I have a set of MM6501's in a 2000 silverado, mounted in the stock location. Honestly, this is the first component set I've ever owned. I've gone through many different brands or coaxial speakers. The MM's do require some break in time. They started off a bit harsh but after about 20hrs break in time they sound amazing. Crystal clear highs. They seem like they can handle a lot more than I'm throwing at them now. I plan on putting them on atleast 100rms. Definitely worth the money they cost.


----------



## Cruzer (Jul 16, 2010)

polk mm, i loved my subs

i heard the db components and liked them, so i can only imagine the MM set is better


----------



## meantaco (Apr 10, 2011)

What amp are you using to power the polks mm?


----------



## GoodyearJ (May 4, 2011)

Right now a crappy walmart special. Lol. I'm about to purchase an MBQuart ONX4.125 as soon as I get paid.


----------



## meantaco (Apr 10, 2011)

Tweeky said:


> That dash/window location may make that tweeter pretty bright. The MM's only have a -3db attenuation.
> 
> Don't be afraid to try other locations. I've never had any luck with dash tweets bouncing off of glass. I've always found them to be way over-bright.

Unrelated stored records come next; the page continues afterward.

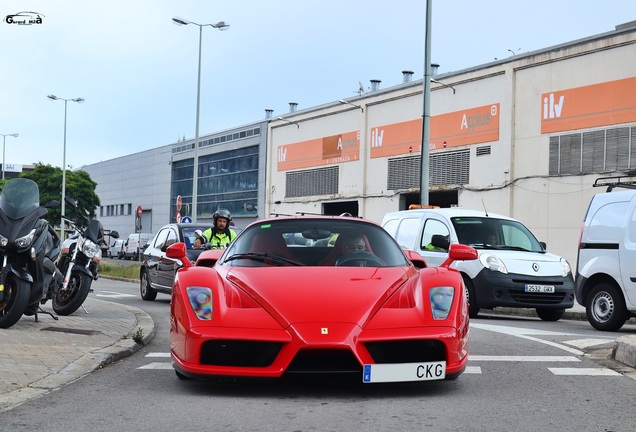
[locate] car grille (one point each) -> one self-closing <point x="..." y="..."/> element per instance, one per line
<point x="408" y="351"/>
<point x="239" y="353"/>
<point x="324" y="360"/>
<point x="523" y="297"/>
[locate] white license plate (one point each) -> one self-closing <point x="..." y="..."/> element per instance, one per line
<point x="401" y="372"/>
<point x="540" y="288"/>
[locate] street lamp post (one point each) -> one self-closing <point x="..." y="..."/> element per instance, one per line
<point x="4" y="138"/>
<point x="221" y="25"/>
<point x="78" y="100"/>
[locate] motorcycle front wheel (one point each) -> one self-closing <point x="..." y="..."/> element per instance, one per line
<point x="16" y="297"/>
<point x="65" y="302"/>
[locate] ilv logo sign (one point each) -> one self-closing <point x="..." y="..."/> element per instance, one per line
<point x="596" y="105"/>
<point x="552" y="109"/>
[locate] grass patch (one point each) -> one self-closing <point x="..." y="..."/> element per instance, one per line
<point x="128" y="271"/>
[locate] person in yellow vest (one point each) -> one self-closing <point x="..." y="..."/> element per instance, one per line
<point x="220" y="235"/>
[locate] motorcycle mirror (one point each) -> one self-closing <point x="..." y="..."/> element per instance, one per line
<point x="52" y="204"/>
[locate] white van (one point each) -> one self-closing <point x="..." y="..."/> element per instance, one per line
<point x="513" y="270"/>
<point x="135" y="244"/>
<point x="606" y="270"/>
<point x="116" y="250"/>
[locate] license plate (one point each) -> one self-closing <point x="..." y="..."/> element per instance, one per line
<point x="540" y="288"/>
<point x="401" y="372"/>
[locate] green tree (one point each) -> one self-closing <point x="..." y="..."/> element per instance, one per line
<point x="79" y="186"/>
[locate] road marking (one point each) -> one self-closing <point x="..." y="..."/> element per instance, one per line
<point x="156" y="365"/>
<point x="163" y="355"/>
<point x="586" y="343"/>
<point x="113" y="294"/>
<point x="524" y="358"/>
<point x="583" y="371"/>
<point x="524" y="333"/>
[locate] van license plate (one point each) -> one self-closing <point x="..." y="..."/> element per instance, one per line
<point x="540" y="288"/>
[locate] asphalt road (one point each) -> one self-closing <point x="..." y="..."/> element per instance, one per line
<point x="523" y="374"/>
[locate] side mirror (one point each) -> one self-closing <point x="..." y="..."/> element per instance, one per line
<point x="415" y="258"/>
<point x="52" y="204"/>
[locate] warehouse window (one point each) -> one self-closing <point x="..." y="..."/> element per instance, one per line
<point x="593" y="152"/>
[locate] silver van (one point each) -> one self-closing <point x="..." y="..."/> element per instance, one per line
<point x="605" y="271"/>
<point x="116" y="250"/>
<point x="513" y="270"/>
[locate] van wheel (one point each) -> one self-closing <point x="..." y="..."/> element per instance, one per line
<point x="473" y="306"/>
<point x="605" y="307"/>
<point x="550" y="314"/>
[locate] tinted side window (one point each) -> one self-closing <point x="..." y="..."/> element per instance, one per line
<point x="433" y="227"/>
<point x="407" y="232"/>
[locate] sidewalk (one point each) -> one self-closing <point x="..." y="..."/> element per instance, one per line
<point x="38" y="357"/>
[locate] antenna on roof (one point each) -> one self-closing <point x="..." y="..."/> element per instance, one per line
<point x="361" y="88"/>
<point x="485" y="210"/>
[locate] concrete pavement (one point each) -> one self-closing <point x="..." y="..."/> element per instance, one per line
<point x="38" y="357"/>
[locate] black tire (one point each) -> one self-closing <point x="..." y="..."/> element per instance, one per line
<point x="146" y="291"/>
<point x="550" y="314"/>
<point x="68" y="301"/>
<point x="181" y="376"/>
<point x="473" y="306"/>
<point x="605" y="307"/>
<point x="16" y="298"/>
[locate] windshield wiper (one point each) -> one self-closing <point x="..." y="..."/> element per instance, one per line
<point x="263" y="257"/>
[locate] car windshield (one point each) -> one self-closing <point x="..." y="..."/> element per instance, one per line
<point x="492" y="233"/>
<point x="314" y="242"/>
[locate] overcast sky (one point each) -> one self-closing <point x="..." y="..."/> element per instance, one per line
<point x="137" y="70"/>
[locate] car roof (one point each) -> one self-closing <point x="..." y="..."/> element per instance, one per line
<point x="446" y="213"/>
<point x="309" y="217"/>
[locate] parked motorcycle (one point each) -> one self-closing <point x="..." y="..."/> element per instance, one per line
<point x="80" y="258"/>
<point x="29" y="247"/>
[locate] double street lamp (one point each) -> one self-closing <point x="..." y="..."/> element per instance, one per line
<point x="221" y="25"/>
<point x="78" y="100"/>
<point x="4" y="138"/>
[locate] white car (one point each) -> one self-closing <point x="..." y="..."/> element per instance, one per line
<point x="513" y="270"/>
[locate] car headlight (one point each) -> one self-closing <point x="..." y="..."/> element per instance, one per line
<point x="89" y="248"/>
<point x="201" y="302"/>
<point x="493" y="263"/>
<point x="26" y="240"/>
<point x="565" y="267"/>
<point x="441" y="301"/>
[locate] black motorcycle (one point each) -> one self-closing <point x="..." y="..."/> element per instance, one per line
<point x="80" y="258"/>
<point x="29" y="247"/>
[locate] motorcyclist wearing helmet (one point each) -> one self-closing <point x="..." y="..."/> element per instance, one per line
<point x="220" y="235"/>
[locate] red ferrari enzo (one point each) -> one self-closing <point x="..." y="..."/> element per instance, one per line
<point x="318" y="294"/>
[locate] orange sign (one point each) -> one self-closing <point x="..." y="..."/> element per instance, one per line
<point x="459" y="128"/>
<point x="595" y="105"/>
<point x="322" y="151"/>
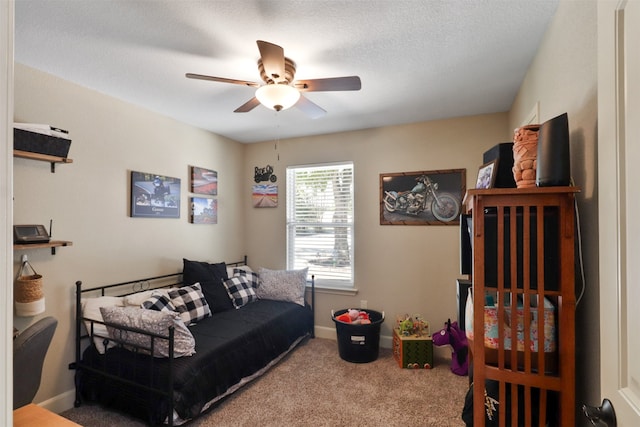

would this amp be okay for the mm? if the speakers are 2.7 ohm what impedance will the amp run on ? 
VIBE Audio LiteBox Stereo 2 (LiteBox2) 2-Channel Amplifier


by the way are you a member on tacomaworld?


----------



## GoodyearJ (May 4, 2011)

2.7 is the ohm load the amp sees from the set. As long as the amp is 2ohm stable( most are) you'll be fine. You'll just get a bit more power to them than the 4ohm rating


----------



## GoodyearJ (May 4, 2011)

Sorry. Didn't see the link. Lol. Yes. That amp would be a great match as far as power goes


----------



## meantaco (Apr 10, 2011)

thanks for the fast reply! 1+ Rep


----------



## GoodyearJ (May 4, 2011)

Lol. No problem. I'm retired and using my phone so I'm always here unless I'm sleeping. Lol


----------



## bearfan (Jun 3, 2011)

They are both good. Although I like the Polks slightly better for a few reasons. One is like you stated; they have higher and lower frequency response. This may or not be relevant in a fully component system, yet I tend to like my midwoofers be able to respond at lower frequencies which gives it a bit more 'kick' without adjusting bass levels. Also the Polk's tweeters sound less harsh in my opinion: Both cranked and at regular levels. There are less adjustment switches in the Polk's crossovers, but they already sound perfect at the stock setting of 0 Db, while I could never get the Alpine's to sound right. This was a comparison with Alpine's Original Type-R components a year or two ago. Not sure if their current ones are that much better, but my guess is that they are still similar with just additional power handling. I wouldn't bother changing to Alpines if you already have the Polk's installed. Kind of an apples to apples comparison unless you compare Polk's Signature reference line or Alpine Type-X.


----------